RSA's Servers Hacked 172
Khopesh writes "EMC subsidiary RSA was the victim of 'an extremely sophisticated cyber attack' which resulted in the possible theft of the two-factor code used by their SecurID products." The Boston Herald has a short article on the intrusion.
Update: 03/17 23:54 GMT by T : Reader rmogull adds "With all the hype that's sure the explode over this one, we decided to do a quick write-up to separate fact from speculation."
Good non hype link, now do that for more stories (Score:5, Interesting)
Would be nice if more stories here included a non hyped, rational explanation of the situation. Definitely appreciated the writeup from securosis.
The recent Android browser vs iOS browser test could have used one, since the test was flawed, and there is a rational explanation for the difference between Mobile Safari and 3rd party apps tapping WebKit.
Same for all the hyped stories out of Japan causing people to run for iodine tablets on the west coast of the US.
In general I've become so skeptical of anything these days due to the echo chamber of the internet bouncing around hyped, panicked stories with no followup.
Re:Can someone please... (Score:4, Interesting)

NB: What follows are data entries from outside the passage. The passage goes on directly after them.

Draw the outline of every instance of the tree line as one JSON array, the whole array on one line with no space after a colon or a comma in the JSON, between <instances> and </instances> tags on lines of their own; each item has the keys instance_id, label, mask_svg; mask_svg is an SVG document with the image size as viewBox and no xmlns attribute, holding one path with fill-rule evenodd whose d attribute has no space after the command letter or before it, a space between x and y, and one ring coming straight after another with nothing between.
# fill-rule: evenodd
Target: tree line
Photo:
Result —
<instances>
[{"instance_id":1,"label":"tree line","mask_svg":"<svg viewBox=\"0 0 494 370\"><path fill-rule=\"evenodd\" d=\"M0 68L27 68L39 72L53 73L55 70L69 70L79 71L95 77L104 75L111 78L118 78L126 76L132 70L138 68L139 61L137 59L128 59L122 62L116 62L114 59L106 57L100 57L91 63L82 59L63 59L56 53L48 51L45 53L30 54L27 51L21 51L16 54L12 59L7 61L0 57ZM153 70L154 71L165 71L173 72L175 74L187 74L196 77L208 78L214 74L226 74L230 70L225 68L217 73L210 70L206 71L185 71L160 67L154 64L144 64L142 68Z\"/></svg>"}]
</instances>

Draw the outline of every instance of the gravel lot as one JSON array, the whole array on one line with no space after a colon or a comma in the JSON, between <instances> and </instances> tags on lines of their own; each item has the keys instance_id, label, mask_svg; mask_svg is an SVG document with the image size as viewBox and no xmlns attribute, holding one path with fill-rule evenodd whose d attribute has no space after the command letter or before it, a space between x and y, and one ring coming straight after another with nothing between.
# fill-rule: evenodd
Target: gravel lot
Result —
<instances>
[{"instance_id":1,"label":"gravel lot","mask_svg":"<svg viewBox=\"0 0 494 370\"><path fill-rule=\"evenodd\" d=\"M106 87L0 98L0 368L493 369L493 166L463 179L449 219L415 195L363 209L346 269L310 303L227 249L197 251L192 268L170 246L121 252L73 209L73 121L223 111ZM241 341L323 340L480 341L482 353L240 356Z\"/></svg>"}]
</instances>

I doubt it. The McEliese cryptosystem [technologyreview.com] from 1978 is immune to attack even by quantum computers, whereas current quantum cryptography has already been broken and can be sampled without detection (if the sample rate is about the same as the noise in the system), but highly secure facilities are investing in QC, not McEliese. Why? Because nobody really cares that much, not at that level. Once you pass a certain point, people become far more vulnerable than technology, so improving the technology won't help security. All it might do is attract funding, which is why QC is so good - fully buzzword-compliant - and old tech that's superior is bad.